Relationship is central to who God is, and he made it central to humanity, too. He made us to accept his fierce love, even to the point of saving us when we wandered from him. He even went so far as to make us his children, with all of the rights and responsibilities inherent in that. When we’re truly participating in this relationship, we cannot try to hide or cover ourselves with anything that isn’t true.
It’s in this relationship that we can truly learn to love.
As redeemed humans, we rest in the confidence of the eternal love of God . . . Our
relationship with God defines us, and when we begin to see ourselves as God sees us,
we are no longer bound by man’s reality but instead are bound by God’s truth. Our
relatedness to God allows us to see past the mist of despair and into the forever. There
we see a love that wraps us closer than any veneer could . . . (184)
We learn to love by learning to accept this amazing love, and then using it as a model for the rest of our lives. And when we’re loving others, we will serve them, whenever we can. Service, when done from the heart, leads us away from ourselves and the images we build. Instead, it helps us find a place of deep devotion. Even when things aren’t going right or service is hard, we find peace because we’re loved and are loving others.
Love also ushers us into a place where the world and our normal days in it are filled with meaning. When we’re in relationship with God, we bring him into everything we do, instead of compartmentalizing him and leaving ourselves mostly autonomous. This means we allow his transcendent touch free reign, and we find the meaning we’ve been searching for all along.
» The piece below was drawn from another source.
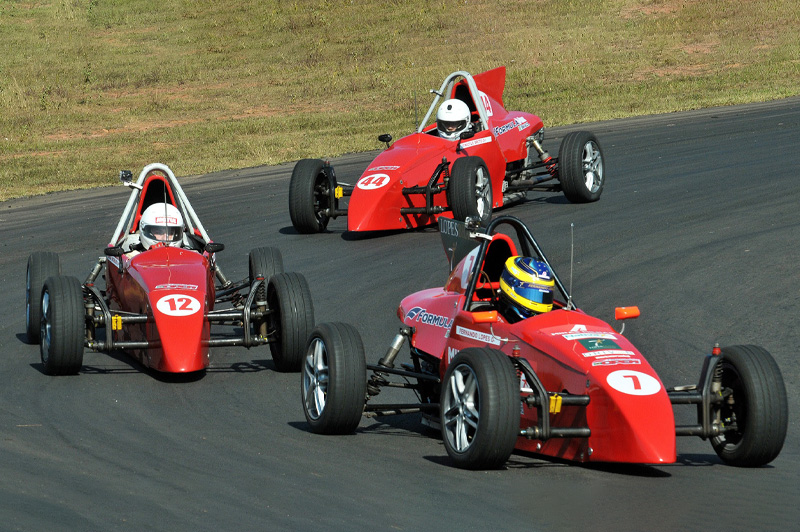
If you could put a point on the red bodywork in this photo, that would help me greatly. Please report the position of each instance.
(174, 288)
(411, 161)
(630, 414)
It’s a fight to live an unveneered life and to try to get others caught up in our culture to follow that example. However, the change can only start with individuals . . . individuals radically dedicated to meeting God in loving relationship and following where he leads from there. In convincing readers of this, Veneer is wonderously successful.
Veneer fails, though, if readers only read it. It is a book to be lived, offering principles and insights to be taken in, digested, and incorporated into a life. And this is where the book becomes difficult. It’s easy enough to read along, nodding all the way, as the problems that Willard and Locy see are ones that many thoughtful Christians have already seen or will easily see when their eyes are opened.
As seems standard with the Christian life, it’s applying these true words that is much, much harder. This, if anywhere, is where the book fails. Without (at the very least) discussion questions for each chapter, it’s going to be difficult for many readers to see all of the subtle places where they are accepting a veneered life instead of a real one.
The keys to incorporating the words in this book into a life are deliberate, focused thought, and time. For these reasons, this is a book best taken in small chunks, or read and reread. Its meat is both obvious and subtle, because of the way it turns up in our lives. Some things are clear right away (I spend too much time on Facebook). Others are much more subtle (Did I buy that new sweater because I loved it and needed it, or because I needed to feel better about myself?). To take full advantage of the growth opportunities the book offers, readers will want to find both types of insights, and so will need to put in some extra time to fully embrace and live out what Veneer offers.